Every locale has a combination of climate, soils and culture
that when combined with other assumptions related to future energy and food
system methodologies will limit the reasonable range of food species available. It is difficult to be purely scientific in
this situation because what people prefer to eat is governed by personal taste
and physiology. So I made some judgment
calls when proposing the basic mix of foods given a local, sustainable system
in place. Keep in mind I am also
considering this from a population level.
So while some may see "beef" and say that they are vegans, or see
"dairy" and fuss about their food allergy, that is beside the point.

Human nutrition is highly complex and controversial. In this case I envisioned a culturally
appropriate healthy diet based on a mixture of factors and guiding principles,
including: (1) maximizing food diversity,
(2) emphasizing fresh produce for vitamins and minerals, (3) considering the
relationship between soil health and rotation among production types (e.g.,
pasture and field crops), (4) the importance of food storage, and (4) the
weight of food ingested per day. I also
set a goal to produce close to 3000 calories per person on average. The population can get by with less, perhaps
2400 calories per person, but food waste can't be totally avoided and good
years may be followed by bad ones. Food
is so important that we should plan for excess just in case. This is common sense and used in engineering
all the time, such as building the bridge a bit stronger than the maximum load
it is supposed to carry.

With that lengthy explanation, I offer the following table
of foods, their proportions, and how they form a complete diet at an individual
level. Each row deserves some further
discussion.

Because of our winter rains and dry summers, grains will be
dominated by plants with C3 metabolic pathways, chiefly wheat, rye, oats and
barley, also known in the trade as "small grains." By contrast, corn, sorghum and rice would
require summer irrigation for high yields.

Dry beans can also be grown in the cool season if lentils
and chick peas are chosen. Pinto types
are summer-irrigation dependent. For
both grains and dry beans I will assume yields from dry-land (i.e.,
non-irrigated) methods. Irrigation could
potentially double yields.

My calculations for oil use olives. I prefer olives because, unlike field crops,
they can be established on non-tillable soils and so don't necessarily compete
for prime ag lands. Trees can also find
deep water sources and may not require irrigation once well established. Olive oil is also versatile and prized for
its flavor.

Honey is the sugar source in my diet mix. Other potential sugars include sweet sorghum
and sugar beets. I prefer honey because
of lower processing costs relative to sugar crops, and honey bees are
synergistic with food crops rather than competitive for land area. About one hive provides enough sugar per
person.

Sprouting seeds are included as a storable and portable
source of high calories and nutrition, including vitamin C. The crop modeled in this diet plan is
sunflowers. I like sunflowers because they
are a prolific summer source of nectar for honey bees, they can be used as an
oil crop if necessary, and they produce good biomass in stalks and seed
heads. Tree nuts could also be
included/exchanged in this part of the diet and have the advantage of not always
needing prime ag land.

Fruit and vegetables are a diverse assortment of standard
crops, including lettuce, cabbage, potatoes, carrots, grapes and apples. The caloric density ranges about 10-fold
(zucchini, 64 calories/lb, garlic 676 calories/lb) but averages 200/lb when
calorie staples such as potatoes are included.
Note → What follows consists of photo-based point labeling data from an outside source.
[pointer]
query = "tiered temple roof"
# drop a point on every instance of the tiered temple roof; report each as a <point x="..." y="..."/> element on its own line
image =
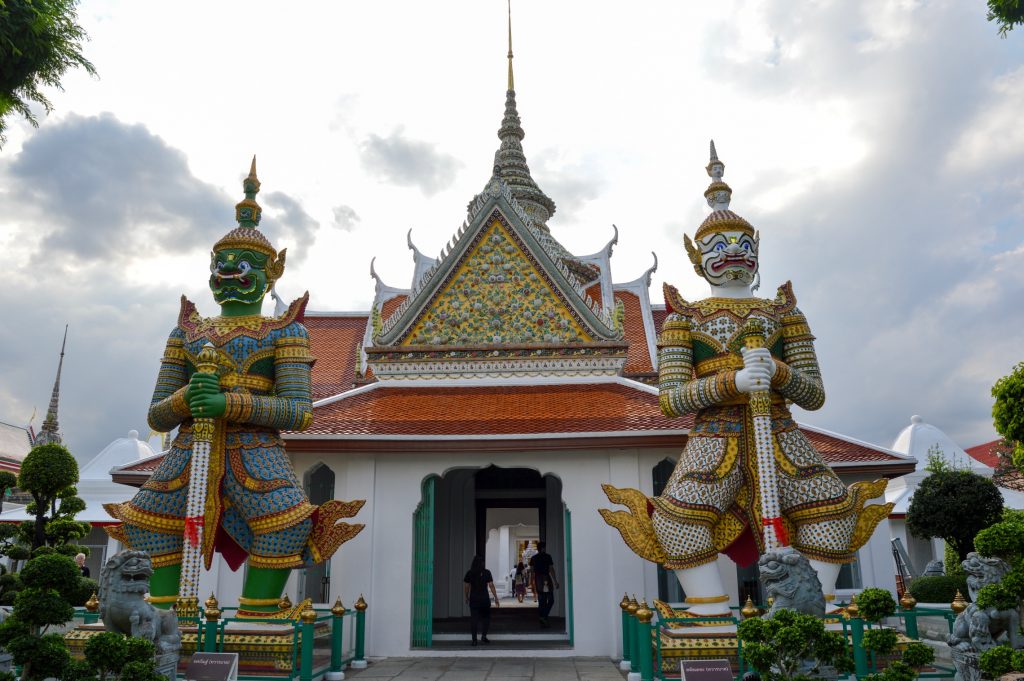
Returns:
<point x="506" y="341"/>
Dairy calculations are based on a soft cheese, such as
mozzarella, which has 3 times the caloric density as whole milk. The allotment here is equivalent to 1.6 cups
of fresh milk a day, but cheese is used for ease of comparisons among mostly
sold foods. Cheese also stores and
transports well so should be encouraged.
In reality I'd expect a mixture of consumption patterns, such as a cup
of milk a day and a modest piece of cheese.

I am using chicken eggs, about 1 per day per person.

Meat assumes domestic animals such as fowl and
ruminants. I prefer rotational grazing
systems that mimic multi-species flocks.
Chicken is less calorie dense than beef, so an average is used. The most common livestock here are cattle and
sheep, so I will likely emphasize their needs when calculating land area though
other species warrant consideration. The
amount of meat in the diet, 50 lbs per year, is about 1/3 the current U.S. average
and works out to 2.2 oz per day, or just under a pound per week. I am not expecting people to eat tiny
portions of meat each sitting, but perhaps a pot roast or leg of lamb shared
among a family on Sunday dinner. While
this quantity of meat seems low by current U.S.
standards it is the same as modeled for an area-efficient diet in New York State and would be the envy of many
parts of the world.[vi]

An additional factor when considering a diet is the total
weight of the foods being consumed each day.
Human stomachs get uncomfortable when given too much food, so foods with
high caloric density offset the weight of foods with low density. Some foods are eaten with their natural
content of moisture, whereas others are stored dry and are hydrated during
cooking. The table multiplies the dry
weight of certain foods (grains, dry beans and sprouting seeds) by a factor of
three to estimate their weight when ingested.
Keeping the diet below 6 lbs per day is a goal.[vii]

I like this diet because it feels normal to me, and appears
very healthy. A quarter of the daily
weight of food is in the form of fruits and vegetables (Fig. 1). Eggs, dairy and meat are present but not in
unhealthy proportions. Oils and sugars
are recognized as important but their presence is moderated appropriately. Whole seeds are the main caloric staples,
including cereals, legumes and other seeds (Fig. 2). I would like a nutritionist to look this over
and let me know if I am especially high or low on anything in their view. Overall, I think I struck a nice balance that
will likely provide enough calories, protein, minerals and vitamins without
excessive food weight (5.2 lbs per day), using a mix that stores well and is
culturally familiar.

Fig. 1. The daily wet
weight (ounces) of food is given by food class.

Fig. 2. The daily
calories of food are given by food class.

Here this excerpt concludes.